L’Autorità sottolinea infatti che l’integrazione di Meta AI nella struttura dell’app di messaggistica potrebbe spingere gli utenti a usare il nuovo assistente virtuale per semplice comodità, senza valutare soluzioni alternative.
Il rischio individuato è duplice: da un lato, Meta potrebbe trasferire la propria forza di mercato nel settore della messaggistica anche al nascente ambito dell’intelligenza artificiale conversazionale, garantendosi un vantaggio competitivo non basato sulla qualità del servizio. Dall’altro, l’utilizzo continuativo di Meta AI potrebbe indurre una sorta di dipendenza funzionale, in quanto il sistema memorizza le informazioni ricevute e personalizza le risposte nel tempo, rendendo meno appetibili le soluzioni offerte dai concorrenti.
Accessibilità e dati: le zone d’ombra
Un altro nodo cruciale riguarda la gestione dei dati personali. Nonostante Meta dichiari esplicitamente che non utilizzerà i messaggi privati tra utenti per addestrare i suoi modelli di AI, nei documenti ufficiali emerge una posizione meno chiara. In alcune sezioni delle policy aziendali si afferma che le interazioni con Meta AI possono essere impiegate per il miglioramento del servizio, salvo esplicita opposizione da parte dell’utente tramite moduli accessibili nel Privacy Centre.
Tuttavia, il percorso per negare il consenso risulta complesso e poco trasparente, con passaggi multipli e rinvii tra diverse sezioni dell’informativa, creando incertezza su come i dati vengano effettivamente utilizzati. Questo solleva interrogativi sulla reale possibilità per gli utenti di esercitare un controllo consapevole e informato.

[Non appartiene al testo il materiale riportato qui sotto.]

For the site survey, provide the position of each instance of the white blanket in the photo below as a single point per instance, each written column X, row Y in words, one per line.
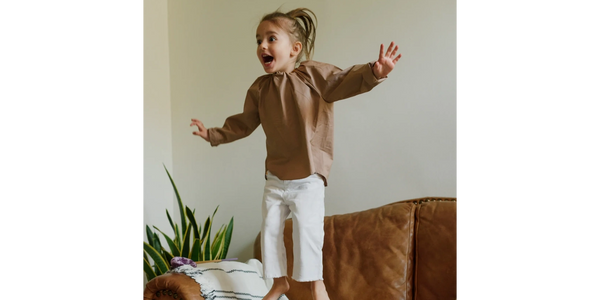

L’intervento dell’Antitrust in merito all’AI integrata da Meta su WhatsApp
Ieri gli ispettori dell’AGCM, con l’assistenza del Nucleo Speciale Antitrust della Guardia di Finanza, hanno effettuato accertamenti presso la sede italiana di Meta, raccogliendo documentazione e informazioni utili all’inchiesta.
L’obiettivo è verificare se l’integrazione di Meta AI su WhatsApp rappresenti una strategia anticoncorrenziale finalizzata a consolidare la presenza dell’azienda anche nel mercato dei chatbot e assistenti virtuali.
Il caso richiama precedenti illustri, come quello che nel 2007 vide protagonista Microsoft per la pre-installazione di Windows Media Player sui propri sistemi operativi, giudicata allora una pratica lesiva del principio di libera concorrenza.
Prospettive e implicazioni
L’istruttoria aperta dall’AGCM potrebbe avere importanti conseguenze non solo per Meta, ma per tutto il settore tecnologico europeo. L’azione dell’Autorità italiana, rafforzata dalla collaborazione con Bruxelles, si inserisce in un contesto normativo sempre più attento alle dinamiche dei mercati digitali e all’impatto delle big tech sulla libertà di scelta dei consumatori.
Se l’indagine dovesse confermare le ipotesi iniziali, Meta rischierebbe sanzioni significative e l’obbligo di rimuovere o modificare l’integrazione forzata del suo assistente AI. Al di là delle sanzioni, però, il procedimento rappresenta un test cruciale per il futuro dell’ecosistema digitale europeo, chiamato a bilanciare innovazione tecnologica e tutela della concorrenza.